Le poids du sacro-saint Tour de France
 

Sur Paris-Roubaix, les Français ont, ces dix dernières années, collectionné de manière désordonnée les places d’honneur (Sébastien Turgot 2e en 2012, Damien Gaudin 5e en 2013, Florent Brard 7e en 2005, Frédéric Guesdon 7e en 2006, Sylvain Chavanel 8e en 2009 ou Sébastien Hinault 9e en 2010), quand les coureurs étrangers défilent sans surprise avec ponctualité. Les Français courent après le rêve d’un pavé levé vers le ciel depuis Frédéric Guesdon en 1997. Ils s’illustrent sur les courses par étapes (un bouquet sur le Tour de France en 2013 avec Christophe Riblon lors de l’étape reine de l’Alpe-d’Huez, cinq en 2012 ou six en 2013) mais ne connaissent pas la même réussite lors des classiques réservées aux spécialistes habitués à frotter, pour se placer, éviter les pièges. Réciter le parcours dans ses moindres détails.

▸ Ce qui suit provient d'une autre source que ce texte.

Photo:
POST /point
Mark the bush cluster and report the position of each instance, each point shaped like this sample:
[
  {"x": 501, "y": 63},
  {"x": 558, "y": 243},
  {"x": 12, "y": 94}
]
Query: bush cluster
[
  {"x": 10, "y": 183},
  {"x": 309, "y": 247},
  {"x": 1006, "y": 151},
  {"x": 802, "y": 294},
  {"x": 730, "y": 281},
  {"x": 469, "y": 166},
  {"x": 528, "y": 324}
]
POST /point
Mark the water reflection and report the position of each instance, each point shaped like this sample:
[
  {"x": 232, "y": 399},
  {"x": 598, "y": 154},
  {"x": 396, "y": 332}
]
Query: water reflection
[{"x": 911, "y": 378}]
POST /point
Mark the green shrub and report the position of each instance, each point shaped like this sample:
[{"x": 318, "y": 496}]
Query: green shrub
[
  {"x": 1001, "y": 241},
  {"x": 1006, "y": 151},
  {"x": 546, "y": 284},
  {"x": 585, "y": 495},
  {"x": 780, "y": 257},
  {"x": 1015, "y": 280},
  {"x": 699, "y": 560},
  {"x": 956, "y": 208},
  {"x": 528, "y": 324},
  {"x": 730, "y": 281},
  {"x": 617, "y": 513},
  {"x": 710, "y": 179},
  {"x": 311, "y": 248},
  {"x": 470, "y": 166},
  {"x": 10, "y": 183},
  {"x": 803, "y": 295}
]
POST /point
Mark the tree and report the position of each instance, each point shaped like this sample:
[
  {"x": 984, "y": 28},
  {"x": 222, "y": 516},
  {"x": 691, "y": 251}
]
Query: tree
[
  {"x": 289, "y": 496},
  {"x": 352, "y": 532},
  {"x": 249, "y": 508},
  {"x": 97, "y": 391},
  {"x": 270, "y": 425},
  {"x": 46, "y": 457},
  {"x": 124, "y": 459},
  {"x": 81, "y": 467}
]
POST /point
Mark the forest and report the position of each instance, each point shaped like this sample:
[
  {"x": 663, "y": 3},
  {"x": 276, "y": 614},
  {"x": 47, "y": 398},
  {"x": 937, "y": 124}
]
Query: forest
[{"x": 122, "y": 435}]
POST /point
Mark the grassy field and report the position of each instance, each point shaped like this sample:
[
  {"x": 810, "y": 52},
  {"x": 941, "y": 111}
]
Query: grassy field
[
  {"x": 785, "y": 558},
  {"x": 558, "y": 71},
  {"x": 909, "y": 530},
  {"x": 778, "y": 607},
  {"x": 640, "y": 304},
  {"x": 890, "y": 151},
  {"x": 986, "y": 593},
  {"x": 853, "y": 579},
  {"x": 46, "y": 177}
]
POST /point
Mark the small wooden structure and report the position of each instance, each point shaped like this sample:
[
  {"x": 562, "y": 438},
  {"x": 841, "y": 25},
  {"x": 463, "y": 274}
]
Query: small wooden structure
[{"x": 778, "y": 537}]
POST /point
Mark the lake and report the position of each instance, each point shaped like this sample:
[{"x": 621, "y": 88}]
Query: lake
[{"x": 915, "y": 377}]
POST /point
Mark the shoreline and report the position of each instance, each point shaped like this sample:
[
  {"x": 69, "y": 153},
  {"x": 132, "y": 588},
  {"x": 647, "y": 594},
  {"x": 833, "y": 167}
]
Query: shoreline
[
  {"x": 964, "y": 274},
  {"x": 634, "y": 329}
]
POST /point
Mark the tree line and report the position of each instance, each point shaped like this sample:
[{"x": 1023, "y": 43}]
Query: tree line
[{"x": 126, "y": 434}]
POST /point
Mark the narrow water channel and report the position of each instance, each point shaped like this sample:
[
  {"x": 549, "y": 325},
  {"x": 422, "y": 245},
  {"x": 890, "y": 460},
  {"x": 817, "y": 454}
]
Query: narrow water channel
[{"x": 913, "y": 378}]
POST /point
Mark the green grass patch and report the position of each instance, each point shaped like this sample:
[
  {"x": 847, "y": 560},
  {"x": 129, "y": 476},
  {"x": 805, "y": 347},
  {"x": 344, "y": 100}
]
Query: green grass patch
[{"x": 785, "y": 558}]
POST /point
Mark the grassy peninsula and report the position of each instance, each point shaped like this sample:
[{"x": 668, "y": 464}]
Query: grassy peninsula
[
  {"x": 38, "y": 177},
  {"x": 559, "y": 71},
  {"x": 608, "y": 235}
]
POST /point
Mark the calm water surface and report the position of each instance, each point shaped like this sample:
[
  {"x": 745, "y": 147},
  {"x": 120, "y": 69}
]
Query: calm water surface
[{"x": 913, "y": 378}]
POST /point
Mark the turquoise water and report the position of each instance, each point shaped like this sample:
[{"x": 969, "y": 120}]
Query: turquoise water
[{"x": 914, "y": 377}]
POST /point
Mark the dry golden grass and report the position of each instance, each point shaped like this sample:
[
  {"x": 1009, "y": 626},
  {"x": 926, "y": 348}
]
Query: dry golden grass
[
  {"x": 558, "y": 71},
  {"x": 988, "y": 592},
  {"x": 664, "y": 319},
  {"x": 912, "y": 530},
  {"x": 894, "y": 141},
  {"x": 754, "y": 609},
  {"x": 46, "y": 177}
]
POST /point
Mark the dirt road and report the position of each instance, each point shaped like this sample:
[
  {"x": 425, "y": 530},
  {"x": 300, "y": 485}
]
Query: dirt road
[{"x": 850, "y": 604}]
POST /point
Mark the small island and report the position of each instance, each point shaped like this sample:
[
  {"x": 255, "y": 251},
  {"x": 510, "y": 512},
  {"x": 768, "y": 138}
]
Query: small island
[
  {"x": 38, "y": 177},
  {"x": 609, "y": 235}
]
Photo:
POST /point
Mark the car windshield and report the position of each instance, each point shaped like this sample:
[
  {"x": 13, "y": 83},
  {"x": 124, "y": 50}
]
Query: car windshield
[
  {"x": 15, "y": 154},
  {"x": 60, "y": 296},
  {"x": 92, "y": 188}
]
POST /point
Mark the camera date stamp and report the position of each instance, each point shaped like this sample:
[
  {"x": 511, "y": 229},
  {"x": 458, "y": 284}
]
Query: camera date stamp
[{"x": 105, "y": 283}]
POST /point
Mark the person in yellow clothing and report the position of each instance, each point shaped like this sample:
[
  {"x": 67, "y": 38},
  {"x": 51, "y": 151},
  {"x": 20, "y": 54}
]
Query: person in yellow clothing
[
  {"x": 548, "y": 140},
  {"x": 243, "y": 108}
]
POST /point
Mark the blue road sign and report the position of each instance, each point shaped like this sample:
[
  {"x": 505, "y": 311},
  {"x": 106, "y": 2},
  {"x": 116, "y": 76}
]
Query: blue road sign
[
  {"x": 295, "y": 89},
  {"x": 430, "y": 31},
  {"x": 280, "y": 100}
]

Cofidis, racines régionales obligent, a dès son apparition dans le peloton professionnel, en 1997, cultivé le goût pour les classiques du Nord. Marc Madiot, manager de la formation FDJ.fr, suite logique de sa carrière de coureur (lauréat de Paris-Roubaix en 1985 et 1991), vit et vibre depuis toujours pour cette course. Le sacro-saint Tour de France et le culte des courses par étapes ont, en France, longtemps dicté, jusqu’à l’obsession, le rythme des coureurs. Us et coutumes qui ont progressivement volé en éclats. Europcar, autour de son directeur sportif, Dominique Arnould (dernier champion du monde français de cyclo-cross en 1993), a ainsi étoffé et aguerri son groupe d’éléments capables de s’y distinguer (Vincent Jérôme, 11e et premier Français du dernier Tour des Flandres).

 

Une chasse gardée
 

Les classiques s’inscrivent dans le calendrier comme des épreuves atypiques (kilométrage, difficulté) que les prétendants aux prestigieuses courses par étapes ont progressivement appris à bouder, freinés par la peur des chutes et des blessures, abandonnant le terrain à des coureurs durs au mal, souvent trentenaires, imperméables aux conditions climatiques souvent hostiles. Des protagonistes soucieux de défendre leur territoire car leur fenêtre d’exposition est limitée. « On s’entraîne dès le mois de novembre pour une date sur le calendrier. Pas pour la veille ou le lendemain, on doit être prêt le jour J. Contrairement à une course par étapes, on n’a pas la possibilité de se rattraper le lendemain. Si on se loupe, il faut attendre l’année suivante », a, dans L’Équipe, résumé Andreï Tchmil, vainqueur de l’« Enfer du Nord » en 1994.
 

Le futur Bleu s’ébauche
 

Endurance, connaissance et patience, la panoplie du coureur de classiques ne s’assemble pas en un jour. La nouvelle génération de coureurs français, décomplexée, polyvalente, est, sur Paris-Roubaix incarnée par Arnaud Démare (FDJ.fr, 22 ans, récent 2e de Gand-Wevelgem, course réputée du calendrier). Marc Madiot se méfie des dangers de l’exposition, le préserve, assure qu’il est encore en apprentissage. Classé 91e l’an dernier pour sa première participation, le Picard assure : « J’aime profondément cette course. Les pavés me conviennent et ne me font pas peur. Les grandes classiques me font rêver. Je ne suis pas qu’un sprinter. Je suis également porté vers l’attaque et je suis assez endurant. » L’avenir appartient à Arnaud Démare et ses « frères » de classe d’âge. la France veut combler le vide. Le talent et la fougue peuvent accélérer les événements…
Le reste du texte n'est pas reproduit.